Three thousand acres are used for crop and livestock research, and 4,500 acres are leased to private companies for research projects.

Tricia Michel

The University hopes a new trail and other developments can open a piece of its land in Rosemount, Minn., to more student and community use.

“We feel like it’s a great resource that hasn’t been utilized in the past,” said Phil Larsen, College of Agricultural, Food and Environmental Sciences dean.

“It represents an increased emphasis to make this place the best possible resource to serve the University,” he said of the 7,500-acre Outreach, Research and Education Park.

The U.S. Army bought 12,000 acres of Rosemount land from farmers during World War II to build gunpowder factories. After the war, the Army sold what it could back to farmers and donated the rest to the University, Larsen said.

The University has zoned the land for two uses. Three thousand acres are used for crop and livestock research, and 4,500 acres are leased to private companies for research projects, Larsen said.

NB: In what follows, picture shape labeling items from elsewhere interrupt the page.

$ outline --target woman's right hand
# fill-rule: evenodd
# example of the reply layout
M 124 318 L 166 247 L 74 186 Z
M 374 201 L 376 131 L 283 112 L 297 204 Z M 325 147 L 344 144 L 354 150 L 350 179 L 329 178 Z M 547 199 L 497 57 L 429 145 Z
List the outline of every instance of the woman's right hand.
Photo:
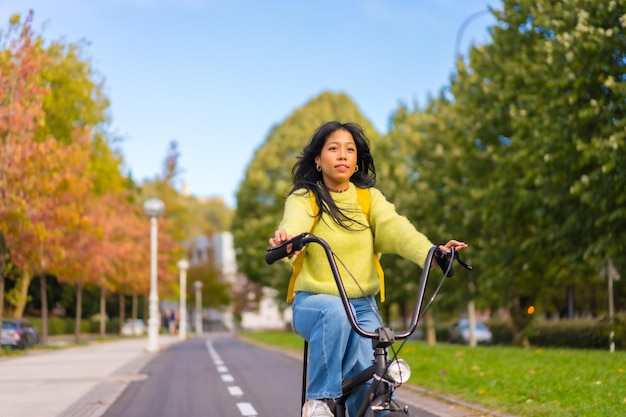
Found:
M 292 236 L 288 235 L 285 229 L 279 229 L 274 232 L 274 237 L 270 238 L 270 246 L 278 246 L 291 238 Z
M 286 241 L 288 241 L 289 239 L 291 239 L 293 236 L 291 236 L 290 234 L 287 233 L 287 231 L 285 229 L 279 229 L 276 230 L 274 232 L 274 237 L 271 237 L 269 239 L 270 242 L 270 246 L 278 246 L 281 245 L 283 243 L 285 243 Z M 293 255 L 297 255 L 300 253 L 300 251 L 296 251 L 296 252 L 291 252 L 292 251 L 293 246 L 291 244 L 287 245 L 287 253 L 289 254 L 289 257 L 291 258 Z

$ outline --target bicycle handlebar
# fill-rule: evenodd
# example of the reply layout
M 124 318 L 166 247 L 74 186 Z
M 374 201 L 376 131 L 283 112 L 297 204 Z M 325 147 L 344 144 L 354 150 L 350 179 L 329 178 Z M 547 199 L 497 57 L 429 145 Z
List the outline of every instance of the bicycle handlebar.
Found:
M 370 339 L 378 338 L 379 337 L 378 333 L 366 331 L 363 328 L 361 328 L 361 326 L 359 326 L 359 324 L 357 323 L 356 318 L 354 317 L 354 313 L 352 312 L 352 309 L 350 308 L 350 302 L 348 299 L 348 295 L 346 294 L 345 287 L 343 285 L 343 282 L 341 281 L 339 269 L 337 268 L 337 262 L 335 261 L 335 257 L 333 255 L 333 252 L 330 246 L 324 239 L 317 237 L 315 235 L 312 235 L 310 233 L 301 233 L 287 240 L 286 242 L 283 242 L 282 244 L 278 246 L 268 247 L 267 252 L 265 253 L 265 262 L 271 265 L 274 262 L 282 258 L 292 255 L 294 252 L 302 250 L 307 244 L 312 243 L 312 242 L 319 244 L 324 249 L 326 257 L 328 258 L 330 269 L 335 279 L 335 283 L 337 284 L 337 289 L 339 290 L 339 296 L 341 298 L 341 302 L 343 304 L 344 310 L 346 311 L 348 321 L 350 322 L 350 325 L 352 326 L 354 331 L 357 332 L 362 337 L 367 337 Z M 409 324 L 408 329 L 402 333 L 396 334 L 395 335 L 396 339 L 408 338 L 409 336 L 413 334 L 413 332 L 417 328 L 417 324 L 419 320 L 419 312 L 421 310 L 422 301 L 424 299 L 424 294 L 426 292 L 426 282 L 428 281 L 428 275 L 430 274 L 430 269 L 433 264 L 433 258 L 437 257 L 438 262 L 441 262 L 442 259 L 445 259 L 445 256 L 448 256 L 449 258 L 448 262 L 450 262 L 450 265 L 448 267 L 448 274 L 446 274 L 445 276 L 451 276 L 449 271 L 451 270 L 451 263 L 454 261 L 454 259 L 456 259 L 457 262 L 459 262 L 459 264 L 465 267 L 466 269 L 468 270 L 472 269 L 470 265 L 467 265 L 465 262 L 461 260 L 461 258 L 458 255 L 458 252 L 454 248 L 451 249 L 449 254 L 445 254 L 445 252 L 442 252 L 437 246 L 432 246 L 429 249 L 428 254 L 426 255 L 426 261 L 424 262 L 424 267 L 422 269 L 422 276 L 420 278 L 419 291 L 418 291 L 417 300 L 415 303 L 415 309 L 413 310 L 413 317 L 411 318 L 411 322 Z M 442 266 L 442 269 L 444 270 L 444 273 L 446 273 L 446 269 L 444 269 L 443 266 Z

Larsen said the University wants to maintain 3,000 acres for research and build conference centers for outreach programs on the remaining 4,500 acres.

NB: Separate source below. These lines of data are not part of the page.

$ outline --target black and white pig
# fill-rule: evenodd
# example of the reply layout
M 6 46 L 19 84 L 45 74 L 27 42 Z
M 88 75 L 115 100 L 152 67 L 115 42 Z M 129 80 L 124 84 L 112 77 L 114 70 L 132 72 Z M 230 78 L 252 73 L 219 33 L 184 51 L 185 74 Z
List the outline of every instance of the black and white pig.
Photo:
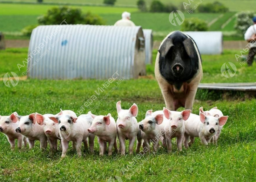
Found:
M 200 53 L 194 40 L 179 31 L 171 33 L 162 42 L 156 56 L 155 74 L 167 108 L 192 110 L 203 76 Z

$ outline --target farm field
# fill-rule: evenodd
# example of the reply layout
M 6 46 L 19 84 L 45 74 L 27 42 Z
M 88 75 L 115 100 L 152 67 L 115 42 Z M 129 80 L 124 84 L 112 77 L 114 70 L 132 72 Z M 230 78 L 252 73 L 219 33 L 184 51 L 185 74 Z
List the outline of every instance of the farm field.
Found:
M 5 1 L 4 0 L 0 0 L 1 1 Z M 11 1 L 13 2 L 30 2 L 34 3 L 35 0 L 12 0 Z M 130 0 L 127 1 L 127 0 L 117 0 L 115 5 L 125 5 L 125 6 L 136 6 L 137 0 Z M 146 4 L 148 6 L 149 6 L 152 2 L 152 0 L 146 0 Z M 165 4 L 168 4 L 170 2 L 168 0 L 161 0 L 160 1 Z M 215 0 L 208 0 L 204 1 L 202 0 L 202 3 L 208 3 L 213 2 Z M 254 10 L 255 9 L 254 7 L 256 5 L 256 2 L 252 0 L 219 0 L 219 1 L 224 4 L 226 6 L 229 7 L 229 9 L 231 11 L 242 11 L 245 10 Z M 195 0 L 192 1 L 190 0 L 191 6 L 191 8 L 200 1 L 200 0 Z M 81 4 L 92 4 L 103 5 L 103 0 L 86 0 L 86 1 L 83 0 L 73 0 L 70 3 L 70 1 L 69 0 L 44 0 L 43 2 L 45 3 L 52 2 L 55 3 L 76 3 Z M 188 0 L 183 1 L 182 0 L 173 0 L 171 2 L 179 6 L 183 2 L 189 4 Z M 188 7 L 187 6 L 187 7 Z M 191 9 L 190 8 L 190 9 Z M 189 9 L 189 10 L 190 9 Z
M 19 71 L 16 65 L 26 57 L 27 52 L 26 48 L 0 51 L 0 78 L 9 71 L 22 76 L 21 73 L 26 68 Z M 154 59 L 156 52 L 154 51 Z M 238 50 L 227 50 L 221 55 L 203 55 L 202 82 L 255 81 L 255 64 L 250 68 L 241 66 L 234 56 L 238 52 Z M 229 78 L 224 77 L 220 72 L 221 65 L 228 61 L 234 63 L 237 68 L 235 76 Z M 125 80 L 120 85 L 115 82 L 112 83 L 93 104 L 102 99 L 115 85 L 117 88 L 93 113 L 105 115 L 110 113 L 116 119 L 115 104 L 120 100 L 123 108 L 128 108 L 134 103 L 138 105 L 138 121 L 143 119 L 148 110 L 162 110 L 164 104 L 153 76 L 154 67 L 154 65 L 147 66 L 148 76 L 144 78 Z M 17 86 L 11 88 L 1 82 L 0 114 L 5 115 L 15 111 L 21 115 L 36 111 L 55 113 L 60 108 L 76 112 L 106 81 L 28 79 L 20 80 Z M 210 93 L 208 94 L 201 91 L 197 93 L 194 113 L 198 114 L 201 106 L 205 110 L 217 106 L 224 115 L 229 116 L 217 146 L 202 146 L 196 139 L 191 148 L 179 152 L 173 140 L 171 154 L 167 154 L 161 147 L 156 153 L 145 154 L 135 160 L 135 164 L 130 166 L 129 162 L 136 159 L 135 154 L 121 156 L 114 153 L 111 156 L 100 157 L 96 139 L 94 154 L 86 151 L 82 157 L 79 158 L 75 151 L 70 148 L 67 156 L 60 160 L 60 153 L 50 153 L 48 149 L 42 152 L 38 142 L 33 150 L 12 151 L 5 137 L 0 133 L 0 181 L 106 181 L 110 177 L 115 179 L 115 176 L 118 176 L 123 182 L 216 181 L 217 179 L 223 179 L 222 181 L 255 181 L 256 99 L 212 100 L 209 99 Z M 204 98 L 199 99 L 203 94 Z M 87 113 L 94 105 L 86 108 L 84 113 Z M 182 110 L 180 108 L 179 110 Z M 123 168 L 127 169 L 123 174 Z

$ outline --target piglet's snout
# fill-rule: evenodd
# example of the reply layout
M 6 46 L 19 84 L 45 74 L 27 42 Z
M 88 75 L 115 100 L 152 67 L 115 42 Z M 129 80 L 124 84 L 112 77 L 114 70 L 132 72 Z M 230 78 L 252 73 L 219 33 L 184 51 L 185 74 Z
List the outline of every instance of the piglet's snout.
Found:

The goal, he said, is to have space for faculty research and community recreation.

The University recently completed a 10.5-mile recreational trail that is open to the community for hiking, horseback riding and cross-country skiing.

Plans for new on-site conference facilities will go forward as soon as possible but could be held up by endangered species regulations – the plot is home to rare species of bird and turtle.

The park is funded by the Legislature and profits earned from leased contracts. The University also supports the park from the on-site research projects. Many of the agricultural projects produce food that is sold for a profit.

Some upcoming projects include a community design study and research on the use of hydrogen to power houses, cars and equipment, said College of Architecture and Landscape Architecture Dean Thomas Fisher.